I take most of Traub's points and agree Obama inherited a multi-layered mess that included the self-serving David Petraeus. Even a casual observer can see there is an alliance between McCain and Petraeus. They support and feed off one another's fervor for all things military. Recall the Rick Warren moderated program featuring McCain and Obama in 2008. McCain forced his opponent to admit that Petraeus is "a great American." The context is now fuzzy, years later, but Obama traveled to Iraq to meet with Petraeus, sooner than later in his campaign.

Consistently, McCain has mentioned Petraeus'' name as a presidential contender. He and his aging, white conservative co-horts, Graham, Chambliss and other Republicans, promote staying the course in both wars and heaping funding on the already-bloated military's money pile. Petraeus has long wanted to get at Iran, and he (and McCain and co.) see remaining in Iraq as just another pathway to that country. The CIA/FBI's weird assassination plot yarn ostensibly involving Iran is another example of (1) Petraeus keeping his name, or that of the agency he now heads, in the media forefront and (2) giving his war-loving elected buddies something else to buzz about as they beat the drums for war. If we have wars, then we maintain strong military, which is David Petraeus' first and true love. And it is probably McCain's too - except for politics. When Petraeus was general in command and regularly testifying before the Armed Services Committee, it was as if McCain and P-4 had talked the night prior about questions the senator could ask that would pave the way for Petraeus' glib responses. "Yes, sir, fewer troops would indeed have a devastating effect on our already-tenuous hold on those regions in Afghanistan in which we have finally begun to make fragile progress." The words "security" and "aptriotism" probably came up, too.

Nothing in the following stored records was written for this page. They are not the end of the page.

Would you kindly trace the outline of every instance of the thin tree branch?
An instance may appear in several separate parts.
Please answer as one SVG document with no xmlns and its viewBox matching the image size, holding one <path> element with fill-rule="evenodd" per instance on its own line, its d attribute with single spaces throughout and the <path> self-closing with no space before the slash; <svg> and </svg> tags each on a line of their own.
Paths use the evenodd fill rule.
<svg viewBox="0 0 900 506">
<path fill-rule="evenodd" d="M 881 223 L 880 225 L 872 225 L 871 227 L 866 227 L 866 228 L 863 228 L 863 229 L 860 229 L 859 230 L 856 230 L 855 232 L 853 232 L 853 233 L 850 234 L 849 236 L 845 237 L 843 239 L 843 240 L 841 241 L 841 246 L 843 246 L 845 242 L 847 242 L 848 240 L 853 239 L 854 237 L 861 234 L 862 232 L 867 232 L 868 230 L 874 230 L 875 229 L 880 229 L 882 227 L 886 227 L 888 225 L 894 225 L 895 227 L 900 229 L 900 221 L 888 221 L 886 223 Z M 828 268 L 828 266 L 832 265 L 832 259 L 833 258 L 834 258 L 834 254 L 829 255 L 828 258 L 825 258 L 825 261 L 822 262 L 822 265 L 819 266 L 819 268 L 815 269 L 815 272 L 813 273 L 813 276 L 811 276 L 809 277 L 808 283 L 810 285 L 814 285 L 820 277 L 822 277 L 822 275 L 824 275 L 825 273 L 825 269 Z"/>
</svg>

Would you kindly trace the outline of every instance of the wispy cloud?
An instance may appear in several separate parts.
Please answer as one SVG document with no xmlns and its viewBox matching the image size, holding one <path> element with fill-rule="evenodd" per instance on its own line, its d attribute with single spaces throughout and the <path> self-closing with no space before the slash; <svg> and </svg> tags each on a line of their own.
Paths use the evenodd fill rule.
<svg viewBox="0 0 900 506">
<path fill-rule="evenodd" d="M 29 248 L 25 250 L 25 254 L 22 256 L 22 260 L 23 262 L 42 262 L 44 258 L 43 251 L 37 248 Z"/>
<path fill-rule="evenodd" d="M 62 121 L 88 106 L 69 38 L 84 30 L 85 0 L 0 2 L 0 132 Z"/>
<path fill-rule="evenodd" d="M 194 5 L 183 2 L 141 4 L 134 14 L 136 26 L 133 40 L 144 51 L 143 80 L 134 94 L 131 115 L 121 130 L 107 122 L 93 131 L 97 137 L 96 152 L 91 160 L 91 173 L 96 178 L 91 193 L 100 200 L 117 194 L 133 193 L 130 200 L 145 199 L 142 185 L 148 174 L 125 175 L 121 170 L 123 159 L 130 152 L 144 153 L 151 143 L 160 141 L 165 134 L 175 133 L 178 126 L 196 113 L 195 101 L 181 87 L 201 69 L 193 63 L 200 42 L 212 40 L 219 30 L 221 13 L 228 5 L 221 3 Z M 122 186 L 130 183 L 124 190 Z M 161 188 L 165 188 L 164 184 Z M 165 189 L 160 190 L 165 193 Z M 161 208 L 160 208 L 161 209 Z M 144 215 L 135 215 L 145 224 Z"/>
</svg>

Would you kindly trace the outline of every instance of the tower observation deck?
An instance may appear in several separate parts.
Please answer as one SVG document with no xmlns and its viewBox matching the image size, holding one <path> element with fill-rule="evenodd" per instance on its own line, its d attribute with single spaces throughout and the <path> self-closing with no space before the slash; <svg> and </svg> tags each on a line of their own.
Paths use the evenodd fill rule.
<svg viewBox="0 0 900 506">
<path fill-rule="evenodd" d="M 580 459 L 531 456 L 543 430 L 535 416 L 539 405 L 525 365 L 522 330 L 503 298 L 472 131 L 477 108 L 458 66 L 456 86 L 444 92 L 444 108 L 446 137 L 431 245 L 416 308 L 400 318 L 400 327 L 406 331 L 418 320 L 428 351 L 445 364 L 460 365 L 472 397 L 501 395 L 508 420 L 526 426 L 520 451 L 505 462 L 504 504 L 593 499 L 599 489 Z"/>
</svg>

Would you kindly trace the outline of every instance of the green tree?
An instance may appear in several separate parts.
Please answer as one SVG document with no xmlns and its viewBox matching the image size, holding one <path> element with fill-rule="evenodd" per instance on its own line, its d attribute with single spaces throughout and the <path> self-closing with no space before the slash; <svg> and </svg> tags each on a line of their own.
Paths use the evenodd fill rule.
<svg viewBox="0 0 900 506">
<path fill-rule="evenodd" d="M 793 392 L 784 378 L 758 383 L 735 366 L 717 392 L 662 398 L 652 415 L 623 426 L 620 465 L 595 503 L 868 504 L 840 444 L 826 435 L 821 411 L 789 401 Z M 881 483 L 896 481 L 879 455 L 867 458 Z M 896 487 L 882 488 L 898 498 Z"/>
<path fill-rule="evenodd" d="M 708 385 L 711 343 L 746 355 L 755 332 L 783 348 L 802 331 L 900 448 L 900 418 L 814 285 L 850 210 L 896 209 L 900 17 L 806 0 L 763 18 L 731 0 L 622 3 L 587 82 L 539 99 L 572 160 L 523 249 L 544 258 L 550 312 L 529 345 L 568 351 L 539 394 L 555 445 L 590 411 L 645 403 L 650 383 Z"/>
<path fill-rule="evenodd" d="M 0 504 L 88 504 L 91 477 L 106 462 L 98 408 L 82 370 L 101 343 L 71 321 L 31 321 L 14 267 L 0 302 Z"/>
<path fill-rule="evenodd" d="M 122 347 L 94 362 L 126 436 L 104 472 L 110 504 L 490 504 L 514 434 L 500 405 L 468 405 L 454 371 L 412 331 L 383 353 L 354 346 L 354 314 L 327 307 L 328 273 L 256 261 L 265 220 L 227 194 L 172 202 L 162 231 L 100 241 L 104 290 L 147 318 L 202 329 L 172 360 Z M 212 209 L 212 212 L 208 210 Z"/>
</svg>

Upshot: these guys are fun to observe. But they are also dangerous, individually and as a duo.

 

QKIRK

4:04 AM ET

November 22, 2011

Not so fast!

One of the lesser known operations of WW2 otherwise known as the "Baby Blitz" was precipitated directly by Hitler's demand that the Luftwaffe should retaliate for the bombing of Berlin.
I take most of Traub's points and agree Obama inherited a multi-layered mess that included the self-serving David Petraeus. Even a casual observer can see there is an alliance between McCain and Petraeus. They support and feed off one another's fervor for all things military. uçak bileti is important. It's a matter of record, but the day after Obama was inaugurated, Petraeus visited him and urged him toward the surge. Obama was probably in awe of CelebuGen and eventually gave in to the surge.

 

PINKMETAL3

4:13 AM ET

December 3, 2011

Is that really a matter of record that

Is that really a matter of record that on formatforkindle the day after Obama was inaugurated, Petraeus visited him and urged him toward the surge. I mean that is easily said. But in connection with Luftwaffe things sound rather strange to me.

 

PINKMETAL3

4:14 AM ET

December 3, 2011

Is that really a matter of record that

Is that really a matter of record that on formatforkindle the day after Obama was inaugurated, Petraeus visited him and urged him toward the surge. I mean that is easily said. But in connection with Luftwaffe things sound rather strange to me.